The Russian ambassador to the United States said any use of American military force against war-wracked Syria could carry serious consequences and hoped such an outcome would not ruin already tense relations.
While things are difficult between Washington and Moscow, Sergey Kislyak said in Washington that ties have not plunged to Cold War depths – yet.
“They’re not in good shape,” Kislyak said at an appearance in Washington for the Center for the National Interest.
Kislyak said the two have “honest disagreements,” and said he has heard “notes of dismay” that the relationship is heading back to decades when Russia and the United States were the bitterest of Cold War adversaries.
“Certainly it’s serious issue as to where our relations are,” he said, noting that the Obama administration’s proposal for using force against Syria, a Russian ally, is a problem.
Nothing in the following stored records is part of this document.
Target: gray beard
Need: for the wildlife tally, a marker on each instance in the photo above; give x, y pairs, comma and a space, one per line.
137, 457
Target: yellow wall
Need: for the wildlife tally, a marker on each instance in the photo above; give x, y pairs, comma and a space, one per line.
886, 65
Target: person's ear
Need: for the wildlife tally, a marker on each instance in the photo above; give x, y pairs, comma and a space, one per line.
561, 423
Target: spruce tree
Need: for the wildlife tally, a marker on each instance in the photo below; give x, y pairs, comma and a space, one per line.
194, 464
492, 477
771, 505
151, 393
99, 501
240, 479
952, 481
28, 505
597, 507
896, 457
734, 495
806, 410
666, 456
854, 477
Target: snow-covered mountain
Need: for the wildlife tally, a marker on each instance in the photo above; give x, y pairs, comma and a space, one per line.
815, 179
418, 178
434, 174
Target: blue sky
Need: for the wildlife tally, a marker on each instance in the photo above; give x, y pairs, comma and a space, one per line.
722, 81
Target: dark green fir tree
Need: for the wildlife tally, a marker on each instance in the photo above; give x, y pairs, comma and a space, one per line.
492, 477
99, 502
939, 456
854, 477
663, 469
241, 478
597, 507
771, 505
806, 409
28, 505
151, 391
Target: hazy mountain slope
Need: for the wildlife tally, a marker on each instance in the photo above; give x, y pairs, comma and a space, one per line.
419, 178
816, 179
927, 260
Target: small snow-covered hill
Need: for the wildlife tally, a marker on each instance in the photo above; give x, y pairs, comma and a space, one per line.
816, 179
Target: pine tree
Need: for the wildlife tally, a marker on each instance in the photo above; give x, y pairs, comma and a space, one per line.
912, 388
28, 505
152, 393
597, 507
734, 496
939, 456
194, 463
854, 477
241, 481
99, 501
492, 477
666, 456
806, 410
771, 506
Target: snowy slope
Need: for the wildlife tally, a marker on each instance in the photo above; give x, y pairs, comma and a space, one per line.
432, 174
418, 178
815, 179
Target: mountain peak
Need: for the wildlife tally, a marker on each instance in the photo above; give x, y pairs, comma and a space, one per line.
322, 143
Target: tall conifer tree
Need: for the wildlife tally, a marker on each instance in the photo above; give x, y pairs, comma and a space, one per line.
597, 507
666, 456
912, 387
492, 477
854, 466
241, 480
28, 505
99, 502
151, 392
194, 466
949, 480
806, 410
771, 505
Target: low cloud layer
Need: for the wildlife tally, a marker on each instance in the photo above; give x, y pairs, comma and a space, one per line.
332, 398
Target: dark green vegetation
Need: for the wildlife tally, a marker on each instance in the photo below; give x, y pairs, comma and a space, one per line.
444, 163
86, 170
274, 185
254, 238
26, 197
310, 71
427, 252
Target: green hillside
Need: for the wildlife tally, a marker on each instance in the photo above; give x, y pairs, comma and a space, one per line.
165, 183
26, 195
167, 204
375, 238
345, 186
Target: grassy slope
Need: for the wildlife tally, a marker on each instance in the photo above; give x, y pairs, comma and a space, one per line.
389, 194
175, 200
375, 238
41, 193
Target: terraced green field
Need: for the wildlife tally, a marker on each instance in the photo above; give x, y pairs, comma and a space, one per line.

“Currently, we see that the United States has decided to decide everything on their own and we are invited to accept the judgments of the United States based on a statement by the U.S. government assessing the situation,” Kislyak said.
“We are watching very closely what our American colleagues are going to do. Because the consequences of any improper step, with the use of force especially, can be very high,” he added.
Kislyak said he hopes Russian-American relations won’t be “ruined, but we certainly will watch very closely how things are going to develop.”
Russian officials in Washington unsuccessfully sought a meeting with congressional leaders to lobby them against calls to punish Syria for alleged chemical weapons use.
Lawmakers are considering Obama’s call to authorize a limited military strike to punish the regime of Bashar al-Assad, whose forces have been battling rebels in a civil war for more than two years.
President Barack Obama and his Russian counterpart, Vladimir Putin, held what each described Friday as a "constructive" talk about Syria.
Obama described the brief exchange on the sidelines of the G20 summit in Russia as "candid, constructive" - but acknowledged that Putin was unlikely to support his call for military action against Syria.
Putin gave reporters a similar account, adding, "He doesn't agree with me, I don't agree with him, but we listened to each other."